La Roumanie comptait 21, 65 millions d'habitants au 1 er janvier 2005, ce qui la place au septième rang des pays de l'Union en termes de population. Les minorités les plus importantes sont la minorité hongroise (8%) et la minorité rom (environ 2%). La population roumaine diminue, conjuguant un accroissement naturel négatif et une migration nette également négative.

En 2004, le taux de fécondité des deux pays est en légère augmentation, il s'établit à 1,29, soit nettement en dessous du taux de fécondité moyen dans l'UE-25 (1,5 enfant par femme) où, en tout état de cause, aucun Etat membre n'atteint le seuil de renouvellement des générations.

Préoccupante à terme pour le dynamisme de ces deux pays, leur démographie conduit à relativiser les craintes d'une migration massive en Europe occidentale.

E. QUELS PARTENAIRES POUR LA FRANCE ?

Les relations bilatérales de la France avec la Bulgarie et la Roumanie sont anciennes et de qualité. Elles sont servies par une francophonie vivante et active dans les deux pays.

1. Bulgarie : des relations qui s'intensifient

La France bénéficie traditionnellement d'un fort capital de sympathie.

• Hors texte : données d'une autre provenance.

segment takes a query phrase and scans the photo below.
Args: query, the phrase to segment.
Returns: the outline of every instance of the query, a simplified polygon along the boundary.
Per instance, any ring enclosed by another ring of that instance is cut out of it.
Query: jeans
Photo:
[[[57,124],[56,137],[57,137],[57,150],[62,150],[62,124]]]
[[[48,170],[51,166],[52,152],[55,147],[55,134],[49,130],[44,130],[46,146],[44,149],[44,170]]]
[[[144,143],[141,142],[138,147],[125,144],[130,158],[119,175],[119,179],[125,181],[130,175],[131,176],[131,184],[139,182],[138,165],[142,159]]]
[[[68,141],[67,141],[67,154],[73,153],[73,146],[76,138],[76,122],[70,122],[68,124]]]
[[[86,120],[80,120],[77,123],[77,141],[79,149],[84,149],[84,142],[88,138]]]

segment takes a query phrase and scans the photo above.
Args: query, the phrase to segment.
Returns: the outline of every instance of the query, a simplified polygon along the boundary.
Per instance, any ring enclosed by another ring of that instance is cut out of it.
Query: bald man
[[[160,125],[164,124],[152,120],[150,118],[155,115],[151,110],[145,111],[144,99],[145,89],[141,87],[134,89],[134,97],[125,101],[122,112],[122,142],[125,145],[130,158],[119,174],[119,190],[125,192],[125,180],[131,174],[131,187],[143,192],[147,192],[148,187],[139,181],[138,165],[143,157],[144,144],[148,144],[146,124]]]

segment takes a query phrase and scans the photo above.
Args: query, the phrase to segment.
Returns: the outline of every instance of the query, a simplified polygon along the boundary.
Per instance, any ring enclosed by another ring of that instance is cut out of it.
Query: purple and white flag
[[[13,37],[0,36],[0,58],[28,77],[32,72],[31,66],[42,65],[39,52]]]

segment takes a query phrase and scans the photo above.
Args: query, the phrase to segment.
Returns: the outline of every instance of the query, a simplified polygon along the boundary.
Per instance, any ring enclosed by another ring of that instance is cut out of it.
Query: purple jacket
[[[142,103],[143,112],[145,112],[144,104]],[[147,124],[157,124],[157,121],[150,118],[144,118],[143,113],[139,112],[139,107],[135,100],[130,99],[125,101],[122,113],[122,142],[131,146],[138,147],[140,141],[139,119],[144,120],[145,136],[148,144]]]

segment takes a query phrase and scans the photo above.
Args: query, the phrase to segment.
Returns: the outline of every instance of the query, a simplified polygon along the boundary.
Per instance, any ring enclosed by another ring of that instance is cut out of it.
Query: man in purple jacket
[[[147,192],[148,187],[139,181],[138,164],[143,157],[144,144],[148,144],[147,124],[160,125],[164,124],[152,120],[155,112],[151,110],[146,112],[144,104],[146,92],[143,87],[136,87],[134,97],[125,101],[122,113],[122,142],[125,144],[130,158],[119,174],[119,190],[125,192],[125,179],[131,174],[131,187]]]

Les contacts politiques se sont développés à partir de 2003, notamment avec les visites à Paris du Président Parvanov (novembre 2003) et du Premier Ministre Siméon de Saxe-Cobourg Gotha à Paris (octobre 2004).

Ces rencontres ont permis de donner une nouvelle impulsion au dialogue politique et à la coopération, axée sur la préparation de l'adhésion de ce pays à l'UE.

Dans le dossier des cinq infirmières bulgares et du médecin palestinien emprisonnés en Lybie depuis huit ans et accusés à tort d'avoir volontairement inoculé le sida à des enfants libyens, la Bulgarie apprécie, ainsi que votre rapporteur a pu le constater sur place, le soutien de la France sur une question sensible.

Les relations économiques ont longtemps été contrariées par le contexte financier défavorable en Bulgarie, ainsi que par la relative lenteur de la réorientation des flux de l'économie bulgare (il a fallu attendre la fin de l'année 1997 pour que le volume des échanges avec l'UE dépasse celui des échanges avec les pays de l'ex-CAEM).

L'amélioration de la conjoncture économique en Bulgarie (5,5% de croissance en 2005) a permis une progression sensible des échanges commerciaux avec la France, qui ont doublé en six ans. La France est le sixième partenaire commercial de la Bulgarie, avec une part de marché de 5,3% en 2005. Le volume des investissements français, bien que faible, est en progression, plaçant notre pays au 13ème rang, avec la présence de grandes entreprises (Framatome, Danone, Schneider, Ciments français, Air liquide, BNP-Paribas, Société générale). Par ailleurs, un important contrat de vente d'hélicoptères militaires, a été conclu à la fin du mois de décembre 2005 par la société Eurocopter. Notre pays est également actif dans le secteur de l'énergie avec la participation d'Alstom Power à la réalisation d'une nouvelle centrale thermique (Maritza) et son cofinancement par BNP-Paribas, et le consortium AREVA est candidat pour le projet de construction d'une nouvelle centrale nucléaire (Béléné).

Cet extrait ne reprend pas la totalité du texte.